10/11/2010

Perca calorias dançando...















Os reality shows e as competições entre celebridades colocaram a dança de salão na boca do povo novamente. E a notícia boa é que ela não é só uma diversão, mas pode, também, ser um ótimo recurso para te ajudar a perder aqueles quilinhos extra. Ao contrário do que muitas podem pensar, dançar queima calorias.

Os diversos ritmos, que vão desde o tradicional tango até o caliente zouk, possibilitam que você se exercite, trabalhando postura, bumbum, pernas, além de te ajudar a ficar com aquela postura impecável de bailarina, com tudo no lugar. Para quebrar a monotonia da musculação, você pode alternar a academia com as aulas de dança.
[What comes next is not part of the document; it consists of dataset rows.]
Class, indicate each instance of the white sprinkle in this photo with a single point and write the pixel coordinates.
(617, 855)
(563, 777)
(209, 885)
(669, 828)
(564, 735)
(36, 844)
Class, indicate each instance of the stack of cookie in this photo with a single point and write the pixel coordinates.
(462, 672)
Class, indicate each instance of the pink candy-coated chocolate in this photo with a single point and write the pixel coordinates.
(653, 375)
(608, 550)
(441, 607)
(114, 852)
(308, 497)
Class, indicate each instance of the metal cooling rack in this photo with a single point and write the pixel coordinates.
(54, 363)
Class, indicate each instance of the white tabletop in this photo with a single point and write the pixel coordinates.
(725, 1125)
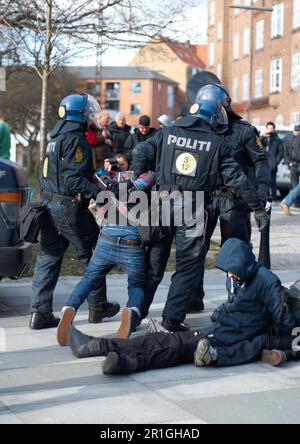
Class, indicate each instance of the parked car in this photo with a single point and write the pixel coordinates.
(15, 255)
(284, 184)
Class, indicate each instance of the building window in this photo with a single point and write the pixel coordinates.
(236, 11)
(277, 21)
(260, 34)
(296, 71)
(295, 118)
(220, 31)
(171, 99)
(235, 89)
(236, 47)
(219, 70)
(135, 110)
(276, 76)
(246, 46)
(256, 121)
(258, 90)
(211, 54)
(279, 120)
(212, 13)
(296, 14)
(246, 87)
(136, 88)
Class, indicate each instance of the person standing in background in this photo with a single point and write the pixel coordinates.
(5, 143)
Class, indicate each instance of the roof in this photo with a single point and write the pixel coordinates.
(187, 53)
(119, 73)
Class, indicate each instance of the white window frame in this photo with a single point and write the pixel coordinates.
(260, 35)
(220, 31)
(295, 80)
(295, 118)
(236, 47)
(246, 42)
(211, 54)
(259, 83)
(246, 90)
(276, 75)
(212, 13)
(296, 14)
(277, 26)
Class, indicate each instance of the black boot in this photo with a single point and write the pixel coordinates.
(173, 326)
(119, 364)
(107, 310)
(84, 346)
(196, 306)
(40, 321)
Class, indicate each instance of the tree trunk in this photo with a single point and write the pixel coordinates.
(45, 80)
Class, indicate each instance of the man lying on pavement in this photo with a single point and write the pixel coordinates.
(254, 323)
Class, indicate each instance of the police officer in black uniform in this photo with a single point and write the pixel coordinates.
(192, 156)
(232, 210)
(66, 189)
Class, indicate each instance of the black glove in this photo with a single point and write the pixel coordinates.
(262, 219)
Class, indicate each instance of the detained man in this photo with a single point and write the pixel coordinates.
(253, 323)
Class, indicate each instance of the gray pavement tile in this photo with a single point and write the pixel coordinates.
(112, 403)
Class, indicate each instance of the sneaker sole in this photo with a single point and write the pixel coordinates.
(64, 326)
(273, 357)
(110, 364)
(201, 350)
(125, 327)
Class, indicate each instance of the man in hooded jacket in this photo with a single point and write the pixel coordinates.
(247, 327)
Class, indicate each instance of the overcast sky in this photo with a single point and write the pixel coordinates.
(115, 57)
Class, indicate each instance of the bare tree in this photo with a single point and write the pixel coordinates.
(48, 33)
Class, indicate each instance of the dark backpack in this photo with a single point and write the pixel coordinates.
(30, 218)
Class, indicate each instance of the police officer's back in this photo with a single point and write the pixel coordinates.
(191, 156)
(66, 188)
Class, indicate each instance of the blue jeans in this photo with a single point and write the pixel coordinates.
(106, 256)
(293, 196)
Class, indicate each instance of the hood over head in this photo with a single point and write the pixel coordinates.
(237, 257)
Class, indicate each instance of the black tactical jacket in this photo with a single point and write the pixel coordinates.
(68, 164)
(191, 156)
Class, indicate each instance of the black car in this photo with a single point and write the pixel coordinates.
(15, 255)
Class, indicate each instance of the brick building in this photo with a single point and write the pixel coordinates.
(257, 56)
(133, 90)
(178, 61)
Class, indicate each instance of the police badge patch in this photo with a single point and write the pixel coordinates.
(259, 143)
(185, 164)
(79, 156)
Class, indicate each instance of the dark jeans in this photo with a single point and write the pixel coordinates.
(106, 256)
(274, 184)
(234, 222)
(295, 176)
(56, 236)
(164, 350)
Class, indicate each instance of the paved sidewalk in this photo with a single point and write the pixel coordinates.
(43, 383)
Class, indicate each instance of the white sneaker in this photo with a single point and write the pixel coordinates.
(155, 327)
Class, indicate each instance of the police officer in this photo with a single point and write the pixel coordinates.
(232, 210)
(66, 189)
(192, 156)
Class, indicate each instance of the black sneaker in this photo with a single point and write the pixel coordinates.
(129, 321)
(108, 310)
(197, 306)
(41, 321)
(174, 326)
(119, 364)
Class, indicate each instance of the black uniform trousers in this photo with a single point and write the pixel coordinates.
(164, 350)
(235, 221)
(56, 235)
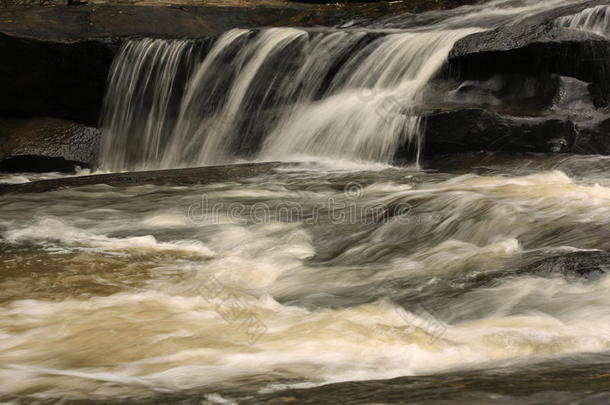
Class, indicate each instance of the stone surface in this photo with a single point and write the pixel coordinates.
(478, 129)
(46, 144)
(535, 50)
(174, 177)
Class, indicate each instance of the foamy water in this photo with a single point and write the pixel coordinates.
(157, 290)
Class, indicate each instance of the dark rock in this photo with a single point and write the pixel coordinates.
(589, 265)
(174, 177)
(516, 94)
(478, 129)
(594, 138)
(65, 80)
(534, 50)
(46, 144)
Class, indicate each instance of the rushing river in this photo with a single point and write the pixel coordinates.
(337, 267)
(303, 277)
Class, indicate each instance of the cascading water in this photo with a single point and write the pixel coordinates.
(277, 92)
(594, 19)
(281, 92)
(266, 289)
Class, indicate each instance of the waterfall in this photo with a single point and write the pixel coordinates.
(594, 19)
(271, 93)
(284, 92)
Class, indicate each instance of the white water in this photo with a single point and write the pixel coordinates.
(126, 292)
(594, 19)
(145, 298)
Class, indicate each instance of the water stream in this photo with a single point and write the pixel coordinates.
(340, 268)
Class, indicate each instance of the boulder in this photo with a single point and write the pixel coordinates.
(478, 129)
(534, 50)
(46, 144)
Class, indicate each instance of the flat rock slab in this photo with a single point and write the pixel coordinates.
(43, 144)
(173, 177)
(72, 23)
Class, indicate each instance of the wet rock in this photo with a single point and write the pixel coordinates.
(594, 137)
(534, 50)
(65, 80)
(46, 144)
(478, 129)
(174, 177)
Assim, seu pique para fazer as duas atividades vai continuar sempre lá em cima.

Já tem muita mulher aderindo a esta tendência, deixando para trás o preconceito de que dança de salão é coisa só para gente velha. A publicitária Juliana Rodriguez, 25 anos, fazia aulas de jazz e sapateado na adolescência, e agora optou pelos ritmos de salão, pois não queria abrir mão da dança. "Além de aprender novos ritmos, ainda tive o incentivo de fazer aula na companhia de mais dois casais de amigos", conta ela. Diversão garantida!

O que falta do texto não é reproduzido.